As you can tell, I like stability.
Around this time, my desktop started flashing Blue Screens of Death, one of my external backup drives died, and I had to replace my BlackBerry.
It was somehow appropriate that this was all occurring at the beginning of 2013 as I gave my writing and editing business its own name. And as I thought more about it, although I like stability, my professional life argues the opposite.
January 18 was my “freelanciversary,” as Tobias Buckell calls it. I worked in a start-up environment that was exciting and all-consuming for many years. I grew a lot while I was there, and I’m honestly proud of the work I did.

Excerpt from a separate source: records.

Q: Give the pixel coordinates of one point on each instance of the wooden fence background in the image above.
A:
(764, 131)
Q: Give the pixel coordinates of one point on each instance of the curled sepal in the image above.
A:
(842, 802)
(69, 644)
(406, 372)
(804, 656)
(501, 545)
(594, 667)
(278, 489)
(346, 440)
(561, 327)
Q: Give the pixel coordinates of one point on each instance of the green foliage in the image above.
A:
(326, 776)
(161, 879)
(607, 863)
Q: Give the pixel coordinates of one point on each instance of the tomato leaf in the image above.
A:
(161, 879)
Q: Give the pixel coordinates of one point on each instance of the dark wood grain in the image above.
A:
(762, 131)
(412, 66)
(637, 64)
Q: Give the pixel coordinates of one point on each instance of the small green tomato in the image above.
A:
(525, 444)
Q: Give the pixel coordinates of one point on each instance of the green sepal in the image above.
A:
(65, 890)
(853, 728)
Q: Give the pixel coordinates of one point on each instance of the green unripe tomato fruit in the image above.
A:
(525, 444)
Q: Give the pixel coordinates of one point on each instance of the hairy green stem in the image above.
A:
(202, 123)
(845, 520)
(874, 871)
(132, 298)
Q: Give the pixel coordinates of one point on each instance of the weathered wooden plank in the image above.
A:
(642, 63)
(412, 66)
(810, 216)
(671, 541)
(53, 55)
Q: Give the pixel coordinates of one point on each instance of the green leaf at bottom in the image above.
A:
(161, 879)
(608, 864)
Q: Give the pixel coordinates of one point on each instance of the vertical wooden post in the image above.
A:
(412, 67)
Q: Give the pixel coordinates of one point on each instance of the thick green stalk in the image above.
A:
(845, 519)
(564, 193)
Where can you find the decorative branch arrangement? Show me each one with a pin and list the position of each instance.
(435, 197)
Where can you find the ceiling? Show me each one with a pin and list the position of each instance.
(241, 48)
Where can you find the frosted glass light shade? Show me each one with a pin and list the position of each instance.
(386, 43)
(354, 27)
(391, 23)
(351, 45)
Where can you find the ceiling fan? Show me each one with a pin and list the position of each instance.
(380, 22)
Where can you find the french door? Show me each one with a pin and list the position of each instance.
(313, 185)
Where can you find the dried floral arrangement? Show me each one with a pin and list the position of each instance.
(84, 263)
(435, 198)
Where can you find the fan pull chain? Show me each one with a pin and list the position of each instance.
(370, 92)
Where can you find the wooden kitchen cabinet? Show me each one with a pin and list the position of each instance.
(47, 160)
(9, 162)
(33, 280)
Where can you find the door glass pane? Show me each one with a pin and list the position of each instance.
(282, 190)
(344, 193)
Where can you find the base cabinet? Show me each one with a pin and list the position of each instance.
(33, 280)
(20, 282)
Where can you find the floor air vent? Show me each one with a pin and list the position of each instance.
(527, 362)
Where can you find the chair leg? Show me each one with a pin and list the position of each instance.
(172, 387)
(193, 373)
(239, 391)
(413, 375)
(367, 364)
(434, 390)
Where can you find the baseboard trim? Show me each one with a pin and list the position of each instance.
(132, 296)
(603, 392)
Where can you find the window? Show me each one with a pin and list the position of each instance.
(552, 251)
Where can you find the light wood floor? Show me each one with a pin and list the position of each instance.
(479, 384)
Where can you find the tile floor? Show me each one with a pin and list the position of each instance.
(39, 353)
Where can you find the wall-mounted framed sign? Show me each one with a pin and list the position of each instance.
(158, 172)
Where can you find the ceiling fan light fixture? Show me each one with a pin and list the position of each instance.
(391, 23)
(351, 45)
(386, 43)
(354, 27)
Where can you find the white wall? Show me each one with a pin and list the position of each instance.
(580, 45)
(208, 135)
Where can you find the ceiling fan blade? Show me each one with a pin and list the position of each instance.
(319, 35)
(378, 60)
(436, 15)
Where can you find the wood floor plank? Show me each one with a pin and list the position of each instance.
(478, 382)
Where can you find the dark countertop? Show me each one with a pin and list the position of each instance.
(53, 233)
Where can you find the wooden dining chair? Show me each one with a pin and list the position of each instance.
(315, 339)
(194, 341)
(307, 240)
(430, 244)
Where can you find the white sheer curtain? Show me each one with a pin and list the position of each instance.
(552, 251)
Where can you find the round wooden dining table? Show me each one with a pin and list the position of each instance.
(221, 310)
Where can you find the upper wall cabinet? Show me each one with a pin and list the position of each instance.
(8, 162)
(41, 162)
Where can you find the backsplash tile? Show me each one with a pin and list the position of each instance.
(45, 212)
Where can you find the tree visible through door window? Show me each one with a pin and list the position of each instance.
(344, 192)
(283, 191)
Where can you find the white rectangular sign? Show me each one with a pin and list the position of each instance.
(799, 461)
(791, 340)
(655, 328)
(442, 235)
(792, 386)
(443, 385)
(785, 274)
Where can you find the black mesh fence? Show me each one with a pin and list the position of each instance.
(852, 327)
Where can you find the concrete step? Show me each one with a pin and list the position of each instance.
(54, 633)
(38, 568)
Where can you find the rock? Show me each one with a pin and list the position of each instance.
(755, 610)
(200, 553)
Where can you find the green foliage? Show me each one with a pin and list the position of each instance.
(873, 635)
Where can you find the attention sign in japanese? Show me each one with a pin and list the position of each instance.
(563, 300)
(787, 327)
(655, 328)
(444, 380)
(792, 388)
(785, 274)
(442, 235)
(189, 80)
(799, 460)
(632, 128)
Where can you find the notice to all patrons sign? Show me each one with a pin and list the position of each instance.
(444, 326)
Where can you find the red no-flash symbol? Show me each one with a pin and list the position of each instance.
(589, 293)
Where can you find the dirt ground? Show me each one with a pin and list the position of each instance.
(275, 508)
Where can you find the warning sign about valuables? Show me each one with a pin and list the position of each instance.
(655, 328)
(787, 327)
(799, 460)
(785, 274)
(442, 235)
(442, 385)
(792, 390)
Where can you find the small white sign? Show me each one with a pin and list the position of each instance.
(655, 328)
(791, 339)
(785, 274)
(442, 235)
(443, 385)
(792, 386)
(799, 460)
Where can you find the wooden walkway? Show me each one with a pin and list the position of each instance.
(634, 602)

But, as I’ve gotten older, I’ve realized that there comes a point when change is not only a good idea, it’s required so you can move on in your life. Whether we like it or not, life is a constant adventure. As we age, we face new challenges, and our favorite tools, and even our brands, will only last a finite amount of time.
Which brings me to you.
As a business owner, I’ll bet that you also enjoy stability, and you have some pretty deeply ingrained ideas about how to market your business. Or if you’re an entrepreneur, you may have some set ideas about how to publicize your start-up.
Ask yourself the following questions:
1. Does the language that describes my business excite me?
2. Can my print collateral be more dazzling?
3. Does my website accurately reflect my business?
Even brands that are 100 years old regularly change their slogans and logos.
It’s a brand new year. What changes do you want to make?